In 2001 there was a process of the Social Forum in Italy, and a national immigration board was created. Migrants from different cities participated, but the Italians had very little regard for their presence. The meetings seemed to be only between them, and they did not even consider the use of the language. Migrants did not speak. After a few months, the migrants who came from different cities got to know and share opinions. We all lived this feeling of exclusion. Thus, one day we decided to create the Committee of Immigrants of Italy, in which only migrants could participate. When we communicated this decision to the Italians of the National Committee they labeled us as racists and separatists. But we needed an environment that allowed us to build our own subjectivity, as in the case of women’s movements, black or indigenous movements.

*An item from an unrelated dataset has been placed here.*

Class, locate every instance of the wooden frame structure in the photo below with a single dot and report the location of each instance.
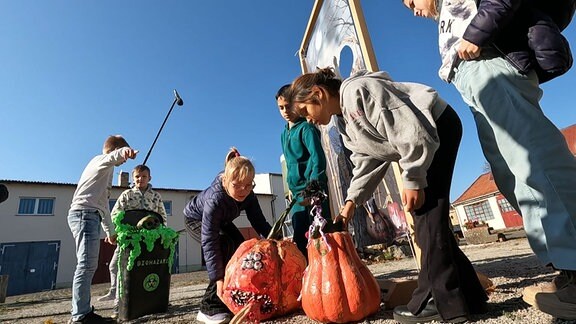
(333, 25)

> How was that experience?

At the first committee meeting there were 50 people, all migrants. For the first time, I saw people who had not spoken at the table meetings. An African colleague asked for the floor and said, “I do not speak Italian very well.” We all laughed and said, “Nobody speaks it well here.” Another colleague said, “I’ll translate what you say.” In the beginning, the committee consisted of only two women, an Albanian colleague and me. It was another difficult element: sexism exists in European movements and the movement of migrants.

Why do I support this process and still think that it is essential to favor the protagonism of migrants? Because the colonizing mentality of Europeans, of feeling entitled to speak on behalf of migrants, is added to the colonized mentality of migrants, who think that Europeans are better because unfortunately this is what they have taught us in our countries. We also struggled with ourselves, to not only be the ones who tell their story, but to learn and to be able to theorize about migration from our own migratory experiences.

The committee lasted about five years. It was one of the most important experiences in which I participated. Later, political differences were manifested, because being a migrant does not constitute any guarantee of homogeneous thinking. Sometimes, people are surprised that some migrants vote for politicians who have racist positions. There is nothing strange about that: being a migrant does not mean being automatically anti-­‐racist.